Colin Prior
My interest in photography did not begin with books or mentors but evolved through a fascination of the natural world that shaped all parts of my life and brought them together. The desire, however, to communicate the way I felt about mountains and wild places began ironically, not on dry land but beneath the waves. With little photographic knowledge, I created a portfolio of images around Scotland’s coastline and in the Red Sea and was surprised to win ‘best newcomer to underwater photography’ in the Camera Beneath the Waves competition in 1981. Working at the time as an operations manager it was the catalyst that changed my life, and following a stint on a North Sea oil platform as a photo-technician, I was soon following a career as a professional photographer.
In my formative years, I experimented with different genres of photography but found myself concentrating on commercial photography which was, by far, the most lucrative. Commissions by advertising and design agencies for clients in the travel, lifestyle, and leisure sectors paid the bills and helped to establish my reputation as a photographer, allowing me the freedom to pursue personal projects – for the first ten years of my career, I had been living other people’s dreams and not my own.

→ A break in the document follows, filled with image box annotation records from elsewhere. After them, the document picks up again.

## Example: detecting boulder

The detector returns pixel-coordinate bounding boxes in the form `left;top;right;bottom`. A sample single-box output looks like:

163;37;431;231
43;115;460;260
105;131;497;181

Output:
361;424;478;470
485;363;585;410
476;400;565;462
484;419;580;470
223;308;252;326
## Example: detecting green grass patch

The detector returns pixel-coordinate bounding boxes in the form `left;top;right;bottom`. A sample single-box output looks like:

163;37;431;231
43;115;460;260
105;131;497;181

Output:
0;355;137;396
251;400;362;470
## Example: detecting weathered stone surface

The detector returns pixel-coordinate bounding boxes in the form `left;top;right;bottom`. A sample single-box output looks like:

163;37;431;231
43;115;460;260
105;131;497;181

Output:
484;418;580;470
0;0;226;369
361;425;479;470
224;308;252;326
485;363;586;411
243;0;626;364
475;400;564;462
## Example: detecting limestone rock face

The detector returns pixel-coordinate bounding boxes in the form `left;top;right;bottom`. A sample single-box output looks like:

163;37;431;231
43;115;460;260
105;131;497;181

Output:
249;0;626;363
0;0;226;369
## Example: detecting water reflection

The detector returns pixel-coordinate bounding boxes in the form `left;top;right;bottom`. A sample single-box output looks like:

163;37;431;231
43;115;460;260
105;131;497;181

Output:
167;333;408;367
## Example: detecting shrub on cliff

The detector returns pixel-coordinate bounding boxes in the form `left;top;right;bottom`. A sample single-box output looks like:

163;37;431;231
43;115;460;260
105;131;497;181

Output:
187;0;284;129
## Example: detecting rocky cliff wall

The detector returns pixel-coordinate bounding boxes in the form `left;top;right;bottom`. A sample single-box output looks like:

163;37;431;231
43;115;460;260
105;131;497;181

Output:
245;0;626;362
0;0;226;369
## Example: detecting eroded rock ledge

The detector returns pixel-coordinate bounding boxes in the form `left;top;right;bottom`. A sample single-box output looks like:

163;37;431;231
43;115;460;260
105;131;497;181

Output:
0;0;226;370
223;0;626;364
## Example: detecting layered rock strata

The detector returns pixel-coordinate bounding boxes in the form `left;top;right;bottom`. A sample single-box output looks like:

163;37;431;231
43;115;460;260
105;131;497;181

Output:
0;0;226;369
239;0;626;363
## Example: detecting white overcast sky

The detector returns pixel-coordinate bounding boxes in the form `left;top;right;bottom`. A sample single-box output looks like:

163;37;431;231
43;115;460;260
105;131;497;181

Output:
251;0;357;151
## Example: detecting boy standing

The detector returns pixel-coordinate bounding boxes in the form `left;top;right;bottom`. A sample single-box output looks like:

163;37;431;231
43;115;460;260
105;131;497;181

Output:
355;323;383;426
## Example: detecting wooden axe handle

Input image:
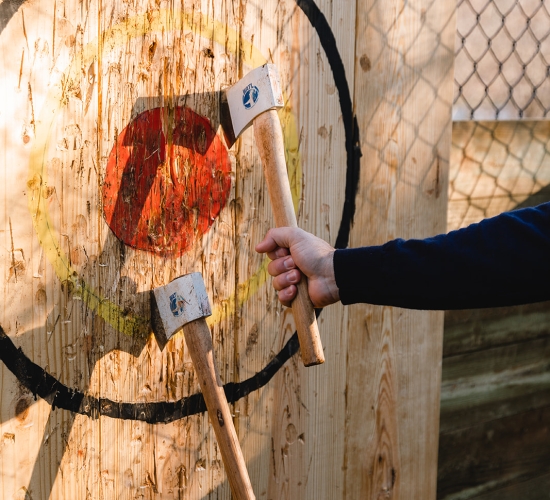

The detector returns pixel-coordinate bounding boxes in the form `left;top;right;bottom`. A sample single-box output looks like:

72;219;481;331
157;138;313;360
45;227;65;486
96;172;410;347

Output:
254;109;325;366
183;318;256;500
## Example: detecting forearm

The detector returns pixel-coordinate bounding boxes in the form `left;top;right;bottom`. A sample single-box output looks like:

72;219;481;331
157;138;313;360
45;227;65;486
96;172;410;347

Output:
334;203;550;309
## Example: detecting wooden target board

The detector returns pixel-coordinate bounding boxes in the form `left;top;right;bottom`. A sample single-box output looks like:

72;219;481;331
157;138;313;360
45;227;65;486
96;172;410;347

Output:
0;0;453;500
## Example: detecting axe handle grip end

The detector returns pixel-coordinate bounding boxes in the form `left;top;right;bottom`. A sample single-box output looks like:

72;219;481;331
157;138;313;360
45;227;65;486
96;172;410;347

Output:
183;318;256;500
253;109;325;366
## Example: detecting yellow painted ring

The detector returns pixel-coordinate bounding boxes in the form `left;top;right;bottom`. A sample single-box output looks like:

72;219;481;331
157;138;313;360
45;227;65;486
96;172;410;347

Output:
27;9;301;335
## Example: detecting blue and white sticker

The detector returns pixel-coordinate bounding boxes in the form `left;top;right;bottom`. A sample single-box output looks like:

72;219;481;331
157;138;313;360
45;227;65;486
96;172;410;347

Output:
243;83;260;109
170;292;185;318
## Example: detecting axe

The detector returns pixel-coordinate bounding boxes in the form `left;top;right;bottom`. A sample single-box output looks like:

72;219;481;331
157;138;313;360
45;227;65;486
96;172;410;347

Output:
220;64;325;366
150;273;256;500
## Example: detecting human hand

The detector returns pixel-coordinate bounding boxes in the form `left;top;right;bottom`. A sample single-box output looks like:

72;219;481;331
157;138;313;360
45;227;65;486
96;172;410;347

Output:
256;227;340;307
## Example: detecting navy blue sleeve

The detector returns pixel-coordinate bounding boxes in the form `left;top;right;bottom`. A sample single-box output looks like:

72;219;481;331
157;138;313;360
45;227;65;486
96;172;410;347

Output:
334;203;550;309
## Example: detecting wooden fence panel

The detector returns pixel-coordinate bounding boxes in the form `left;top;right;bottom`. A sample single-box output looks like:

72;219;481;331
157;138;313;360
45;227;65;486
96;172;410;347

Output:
0;0;453;500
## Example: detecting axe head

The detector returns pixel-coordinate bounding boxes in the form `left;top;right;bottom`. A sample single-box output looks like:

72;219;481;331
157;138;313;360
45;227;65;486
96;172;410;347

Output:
150;273;212;350
220;64;284;148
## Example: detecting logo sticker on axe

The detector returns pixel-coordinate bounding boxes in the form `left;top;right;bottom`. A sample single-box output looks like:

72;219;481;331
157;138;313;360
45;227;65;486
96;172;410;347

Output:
220;64;325;366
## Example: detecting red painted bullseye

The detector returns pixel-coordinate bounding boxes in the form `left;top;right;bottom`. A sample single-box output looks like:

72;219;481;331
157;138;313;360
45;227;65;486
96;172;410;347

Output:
103;107;231;256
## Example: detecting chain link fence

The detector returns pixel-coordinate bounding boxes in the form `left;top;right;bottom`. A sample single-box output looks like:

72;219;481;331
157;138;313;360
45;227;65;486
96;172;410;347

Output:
448;0;550;230
453;0;550;121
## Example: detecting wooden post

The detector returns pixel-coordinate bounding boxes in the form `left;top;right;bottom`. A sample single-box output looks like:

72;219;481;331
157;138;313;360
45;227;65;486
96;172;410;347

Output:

Concentrating almost exclusively on the panoramic format, I set out to photograph Scotland’s wild places in what I believed would be a new and visually exciting way, the results of which were published in two books; Highland Wilderness (1993) and Scotland –The Wild Places (2001), in partnership with Constable. During the mid 90s, I was also commissioned by British Airways to photograph four corporate calendars – with briefs that took me around the world many times to photograph some of its remotest corners and many of its fantastic indigenous cultures.
During this time, I roamed the Argentinean pampas with gauchos, lived amongst the Himba in Namibia’s Kaokoland, survived a week in a ‘bush camp’ with Aboriginal Australians, and documented the life-long relationships between Sri Lanka’s mahouts and their elephants. Inevitably, I have had a few scrapes – I flew from Kunming in China to Perth, Australia with a fractured skull having survived a taxi accident, and spent five weeks in Pakistan’s Karakoram Mountains with a herniated disk – the consequences of food-poisoning, neither of which I would like to repeat.
Over the past 10 years, I have worked on a variety of documentaries featuring photography, mountains and travel and most recently on Mountain Man which was filmed in Pakistan’s Karakoram Mountains. I continue to work closely with the creative community and with the corporate sector with clients such as W H Malcolm, Hornby Hobbies, Calmac, Talent Scotland and Bowmore.
My passion for mountains and wild places is shared through a portfolio of photography workshops where the emphasis is placed on the development of personal vision. Photography expressed in terms of technique alone is unintelligible to me, despite having practiced it for three decades.